To enable the radiance and ozone DA, the DTC also performed tests to evaluate the latest ARW release with the model top increased from 10 hPa to 2 hPa. The model top increase generally showed positive impacts on the data assimilation and forecasts. Figure 1 shows the root-mean-square errors (RMSE) of temperature forecasts before and after the model top was increased. Statistically significant (SS) improvements associated with simply increasing the model top were found at both upper and lower levels.

When focusing on the utility of ozone data in GSI coupled with ARW, there are signs of improvement, particularly in the upper levels of the earliest lead times for temperature and wind. It should be noted that ozone is not a prognostic variable in ARW. Therefore, to assimilate ozone data, NCEP’s Global Forecast System (GFS) ozone was added as the background. In addition, the RRTMG radiation scheme was used instead of RRTM/Dudhia schemes for both the control and ozone DA experiments. Impacts of ozone data assimilation on forecasts are indirect through the impacts of the radiation computation inside the radiative transfer model used by the GSI. Compared with GOME, assimilation of SBUV shows more promise with a slightly stronger signal for improvement and larger SS differences over the control configuration. Figure 2 shows times series of the RMSE for the temperature analyses and forecasts at 50 hPa and 500 hPa.
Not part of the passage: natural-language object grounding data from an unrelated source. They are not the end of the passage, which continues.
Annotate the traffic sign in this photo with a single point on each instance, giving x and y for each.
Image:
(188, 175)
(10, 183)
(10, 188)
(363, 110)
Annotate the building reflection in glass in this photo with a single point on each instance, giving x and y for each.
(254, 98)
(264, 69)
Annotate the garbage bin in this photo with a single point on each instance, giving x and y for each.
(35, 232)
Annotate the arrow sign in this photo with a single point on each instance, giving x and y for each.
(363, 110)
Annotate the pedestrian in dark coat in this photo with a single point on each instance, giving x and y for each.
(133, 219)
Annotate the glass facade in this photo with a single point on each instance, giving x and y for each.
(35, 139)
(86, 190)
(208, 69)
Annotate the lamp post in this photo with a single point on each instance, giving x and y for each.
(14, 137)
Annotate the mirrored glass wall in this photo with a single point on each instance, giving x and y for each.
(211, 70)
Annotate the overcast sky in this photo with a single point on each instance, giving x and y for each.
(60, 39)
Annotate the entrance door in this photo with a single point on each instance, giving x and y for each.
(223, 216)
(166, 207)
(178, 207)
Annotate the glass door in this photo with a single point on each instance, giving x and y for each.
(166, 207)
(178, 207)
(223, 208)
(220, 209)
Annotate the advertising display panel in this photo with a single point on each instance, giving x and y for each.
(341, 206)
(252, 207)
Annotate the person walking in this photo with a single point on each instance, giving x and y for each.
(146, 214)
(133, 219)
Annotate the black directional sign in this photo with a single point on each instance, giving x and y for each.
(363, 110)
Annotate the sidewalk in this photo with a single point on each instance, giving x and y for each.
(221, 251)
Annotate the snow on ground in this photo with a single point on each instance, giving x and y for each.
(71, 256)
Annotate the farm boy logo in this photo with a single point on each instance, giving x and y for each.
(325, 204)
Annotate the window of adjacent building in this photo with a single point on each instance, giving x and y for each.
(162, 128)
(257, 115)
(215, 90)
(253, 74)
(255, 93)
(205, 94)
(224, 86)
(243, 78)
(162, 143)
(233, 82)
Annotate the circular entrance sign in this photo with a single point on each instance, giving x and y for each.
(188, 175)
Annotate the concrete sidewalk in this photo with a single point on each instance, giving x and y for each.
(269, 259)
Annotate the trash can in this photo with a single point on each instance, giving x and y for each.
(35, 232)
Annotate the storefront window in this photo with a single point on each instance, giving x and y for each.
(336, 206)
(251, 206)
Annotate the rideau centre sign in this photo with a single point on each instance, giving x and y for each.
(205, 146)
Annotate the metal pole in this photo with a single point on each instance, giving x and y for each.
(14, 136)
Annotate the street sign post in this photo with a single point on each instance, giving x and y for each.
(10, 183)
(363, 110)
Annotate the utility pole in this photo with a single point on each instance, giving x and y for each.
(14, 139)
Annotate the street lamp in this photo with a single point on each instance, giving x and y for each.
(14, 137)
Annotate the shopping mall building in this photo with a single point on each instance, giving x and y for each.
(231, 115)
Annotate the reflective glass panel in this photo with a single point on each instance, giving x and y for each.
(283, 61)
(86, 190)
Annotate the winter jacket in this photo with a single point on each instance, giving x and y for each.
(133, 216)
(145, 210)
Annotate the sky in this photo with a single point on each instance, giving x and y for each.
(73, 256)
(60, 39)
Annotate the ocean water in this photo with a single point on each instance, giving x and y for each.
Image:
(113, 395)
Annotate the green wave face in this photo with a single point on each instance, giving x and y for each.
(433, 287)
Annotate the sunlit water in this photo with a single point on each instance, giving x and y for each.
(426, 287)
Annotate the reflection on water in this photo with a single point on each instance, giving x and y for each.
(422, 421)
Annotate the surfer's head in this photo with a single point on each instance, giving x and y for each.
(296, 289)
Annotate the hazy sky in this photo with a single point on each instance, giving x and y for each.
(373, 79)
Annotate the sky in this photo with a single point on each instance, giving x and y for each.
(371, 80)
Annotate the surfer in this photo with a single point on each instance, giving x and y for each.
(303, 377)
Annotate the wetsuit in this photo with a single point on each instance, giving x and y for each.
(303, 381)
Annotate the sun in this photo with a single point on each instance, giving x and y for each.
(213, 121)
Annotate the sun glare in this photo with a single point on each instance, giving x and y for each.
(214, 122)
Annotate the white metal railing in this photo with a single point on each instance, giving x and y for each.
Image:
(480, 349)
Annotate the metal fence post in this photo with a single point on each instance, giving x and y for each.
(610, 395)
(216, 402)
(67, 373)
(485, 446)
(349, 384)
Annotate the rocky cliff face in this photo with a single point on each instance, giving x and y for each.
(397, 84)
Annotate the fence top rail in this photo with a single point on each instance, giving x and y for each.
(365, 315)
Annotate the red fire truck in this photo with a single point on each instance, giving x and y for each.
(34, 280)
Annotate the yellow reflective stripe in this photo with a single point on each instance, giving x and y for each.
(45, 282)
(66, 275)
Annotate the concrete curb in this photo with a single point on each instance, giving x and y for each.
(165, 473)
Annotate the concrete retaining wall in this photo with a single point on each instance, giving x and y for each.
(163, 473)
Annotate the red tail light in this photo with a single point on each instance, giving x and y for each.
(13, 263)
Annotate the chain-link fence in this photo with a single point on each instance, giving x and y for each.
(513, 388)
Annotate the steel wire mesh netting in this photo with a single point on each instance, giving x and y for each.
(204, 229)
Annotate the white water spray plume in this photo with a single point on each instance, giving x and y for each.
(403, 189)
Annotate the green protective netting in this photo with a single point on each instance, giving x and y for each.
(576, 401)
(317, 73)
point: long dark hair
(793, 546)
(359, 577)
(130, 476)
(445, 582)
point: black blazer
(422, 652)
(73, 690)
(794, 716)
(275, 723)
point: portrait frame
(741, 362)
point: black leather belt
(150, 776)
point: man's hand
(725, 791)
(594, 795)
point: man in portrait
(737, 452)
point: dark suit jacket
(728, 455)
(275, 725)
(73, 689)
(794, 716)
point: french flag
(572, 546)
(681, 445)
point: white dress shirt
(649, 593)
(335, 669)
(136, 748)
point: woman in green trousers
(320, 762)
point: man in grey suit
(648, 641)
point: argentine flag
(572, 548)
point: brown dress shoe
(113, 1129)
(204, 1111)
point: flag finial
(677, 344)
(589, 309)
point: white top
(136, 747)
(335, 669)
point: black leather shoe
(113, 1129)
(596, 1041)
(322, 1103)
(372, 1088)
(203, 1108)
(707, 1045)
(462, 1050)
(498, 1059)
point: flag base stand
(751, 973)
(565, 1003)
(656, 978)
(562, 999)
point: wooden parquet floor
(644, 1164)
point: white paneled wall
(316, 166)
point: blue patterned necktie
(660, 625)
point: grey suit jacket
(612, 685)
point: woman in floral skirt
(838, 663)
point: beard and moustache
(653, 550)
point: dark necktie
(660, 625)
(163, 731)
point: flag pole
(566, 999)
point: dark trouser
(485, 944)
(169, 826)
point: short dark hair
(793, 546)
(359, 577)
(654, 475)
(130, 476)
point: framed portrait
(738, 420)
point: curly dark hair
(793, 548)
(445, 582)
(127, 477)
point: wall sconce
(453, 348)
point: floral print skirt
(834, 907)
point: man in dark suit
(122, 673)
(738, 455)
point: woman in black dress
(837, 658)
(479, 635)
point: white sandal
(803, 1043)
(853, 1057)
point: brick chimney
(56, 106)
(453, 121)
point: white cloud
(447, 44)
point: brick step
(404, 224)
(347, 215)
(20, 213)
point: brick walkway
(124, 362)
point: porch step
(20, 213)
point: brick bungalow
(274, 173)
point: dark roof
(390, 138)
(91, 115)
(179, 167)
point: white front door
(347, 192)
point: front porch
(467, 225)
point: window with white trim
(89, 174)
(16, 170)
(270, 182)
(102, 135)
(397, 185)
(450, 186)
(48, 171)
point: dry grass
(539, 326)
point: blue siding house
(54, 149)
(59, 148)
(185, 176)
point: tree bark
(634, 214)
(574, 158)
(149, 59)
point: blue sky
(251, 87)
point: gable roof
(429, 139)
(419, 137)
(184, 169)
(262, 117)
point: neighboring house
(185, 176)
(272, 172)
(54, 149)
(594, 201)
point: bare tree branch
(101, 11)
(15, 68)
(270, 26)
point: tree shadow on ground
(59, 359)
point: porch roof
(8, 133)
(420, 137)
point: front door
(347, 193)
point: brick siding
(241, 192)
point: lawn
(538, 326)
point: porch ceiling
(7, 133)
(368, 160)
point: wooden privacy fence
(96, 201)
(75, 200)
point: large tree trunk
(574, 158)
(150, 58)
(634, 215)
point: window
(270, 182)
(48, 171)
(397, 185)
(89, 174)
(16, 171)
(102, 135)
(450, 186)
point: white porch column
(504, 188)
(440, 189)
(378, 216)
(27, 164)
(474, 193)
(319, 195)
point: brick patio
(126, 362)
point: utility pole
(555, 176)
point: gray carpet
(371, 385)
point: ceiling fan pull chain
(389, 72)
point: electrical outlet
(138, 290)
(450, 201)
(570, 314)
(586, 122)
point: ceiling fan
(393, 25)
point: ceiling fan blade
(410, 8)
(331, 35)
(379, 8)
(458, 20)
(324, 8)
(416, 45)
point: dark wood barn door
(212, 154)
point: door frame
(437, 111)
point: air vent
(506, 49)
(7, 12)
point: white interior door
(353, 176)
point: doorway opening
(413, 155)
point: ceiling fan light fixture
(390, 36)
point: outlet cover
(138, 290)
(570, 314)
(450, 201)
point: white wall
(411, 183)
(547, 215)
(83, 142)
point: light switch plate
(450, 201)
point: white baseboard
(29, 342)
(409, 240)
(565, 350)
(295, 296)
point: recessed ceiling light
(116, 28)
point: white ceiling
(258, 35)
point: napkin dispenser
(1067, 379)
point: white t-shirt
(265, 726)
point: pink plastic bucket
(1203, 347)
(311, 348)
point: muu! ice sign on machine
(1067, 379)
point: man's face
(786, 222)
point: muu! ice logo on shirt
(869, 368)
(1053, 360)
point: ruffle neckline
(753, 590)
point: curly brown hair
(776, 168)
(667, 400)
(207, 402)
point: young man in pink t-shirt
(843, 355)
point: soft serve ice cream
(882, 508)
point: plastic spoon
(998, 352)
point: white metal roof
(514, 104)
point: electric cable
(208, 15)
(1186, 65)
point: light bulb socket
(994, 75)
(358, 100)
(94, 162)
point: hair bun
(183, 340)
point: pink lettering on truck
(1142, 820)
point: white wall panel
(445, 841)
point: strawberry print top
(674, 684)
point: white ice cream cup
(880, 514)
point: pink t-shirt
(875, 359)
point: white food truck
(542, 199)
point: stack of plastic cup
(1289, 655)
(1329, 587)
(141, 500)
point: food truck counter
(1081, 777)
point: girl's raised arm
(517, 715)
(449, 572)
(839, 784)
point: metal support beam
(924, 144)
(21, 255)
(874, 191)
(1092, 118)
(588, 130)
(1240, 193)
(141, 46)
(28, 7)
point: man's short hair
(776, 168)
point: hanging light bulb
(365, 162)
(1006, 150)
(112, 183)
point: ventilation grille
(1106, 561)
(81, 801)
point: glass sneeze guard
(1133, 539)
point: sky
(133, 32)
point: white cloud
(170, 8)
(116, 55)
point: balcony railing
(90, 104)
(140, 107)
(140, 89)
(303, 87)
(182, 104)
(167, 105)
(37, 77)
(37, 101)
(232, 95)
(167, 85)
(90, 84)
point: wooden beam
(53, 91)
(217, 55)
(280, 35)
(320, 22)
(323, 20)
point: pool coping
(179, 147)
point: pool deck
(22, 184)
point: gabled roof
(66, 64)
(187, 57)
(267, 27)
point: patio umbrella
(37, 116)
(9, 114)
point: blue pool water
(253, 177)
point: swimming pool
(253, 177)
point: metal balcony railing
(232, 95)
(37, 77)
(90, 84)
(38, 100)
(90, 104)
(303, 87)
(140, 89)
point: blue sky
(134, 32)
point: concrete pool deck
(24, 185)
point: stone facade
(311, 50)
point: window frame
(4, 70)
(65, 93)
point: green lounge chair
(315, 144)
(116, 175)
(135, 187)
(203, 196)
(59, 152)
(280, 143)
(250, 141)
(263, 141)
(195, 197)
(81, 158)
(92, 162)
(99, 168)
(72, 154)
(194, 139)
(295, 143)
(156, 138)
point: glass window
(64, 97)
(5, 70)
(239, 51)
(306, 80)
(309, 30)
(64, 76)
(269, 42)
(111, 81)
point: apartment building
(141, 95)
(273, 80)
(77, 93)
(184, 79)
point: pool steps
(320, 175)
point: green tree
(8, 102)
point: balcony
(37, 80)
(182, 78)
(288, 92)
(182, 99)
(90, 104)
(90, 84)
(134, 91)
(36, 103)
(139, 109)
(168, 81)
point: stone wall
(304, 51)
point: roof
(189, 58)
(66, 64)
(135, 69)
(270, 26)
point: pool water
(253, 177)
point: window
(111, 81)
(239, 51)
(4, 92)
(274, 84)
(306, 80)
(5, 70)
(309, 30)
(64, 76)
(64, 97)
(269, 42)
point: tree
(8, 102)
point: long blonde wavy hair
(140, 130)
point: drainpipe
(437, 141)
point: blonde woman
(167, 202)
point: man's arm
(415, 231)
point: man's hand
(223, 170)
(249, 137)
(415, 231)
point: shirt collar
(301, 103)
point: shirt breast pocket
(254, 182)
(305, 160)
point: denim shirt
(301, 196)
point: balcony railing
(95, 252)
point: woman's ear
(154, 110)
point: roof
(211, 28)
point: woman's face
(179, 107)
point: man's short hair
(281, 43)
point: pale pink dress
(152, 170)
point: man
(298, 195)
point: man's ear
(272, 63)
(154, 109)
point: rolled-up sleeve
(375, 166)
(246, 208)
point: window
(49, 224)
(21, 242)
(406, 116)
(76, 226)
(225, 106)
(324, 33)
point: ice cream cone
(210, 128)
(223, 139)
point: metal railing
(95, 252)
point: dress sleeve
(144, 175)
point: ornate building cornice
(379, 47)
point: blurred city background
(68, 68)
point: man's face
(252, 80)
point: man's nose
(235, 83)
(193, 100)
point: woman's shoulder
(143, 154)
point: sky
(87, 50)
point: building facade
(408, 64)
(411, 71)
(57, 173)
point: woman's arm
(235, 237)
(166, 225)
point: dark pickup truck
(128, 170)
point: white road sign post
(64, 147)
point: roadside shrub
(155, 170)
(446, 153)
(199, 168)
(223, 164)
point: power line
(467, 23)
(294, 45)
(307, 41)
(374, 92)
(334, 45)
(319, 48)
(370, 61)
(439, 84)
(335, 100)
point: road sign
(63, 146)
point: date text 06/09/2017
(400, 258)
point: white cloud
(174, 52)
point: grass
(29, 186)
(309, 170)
Clear improvement is present due to the SBUV assimilation in this figure.

The DTC discovered neutral forecast impacts from CrIS data assimilation over the current operational suite, which includes both AIRS and IASI. The data overlap of CrIS and AIRS data may lessen the impact of CrIS data. Also, the DTC discovered the channel selection for the CrIS configuration may need some careful consideration to improve the utility of these data (through the FSO tool as in the project report).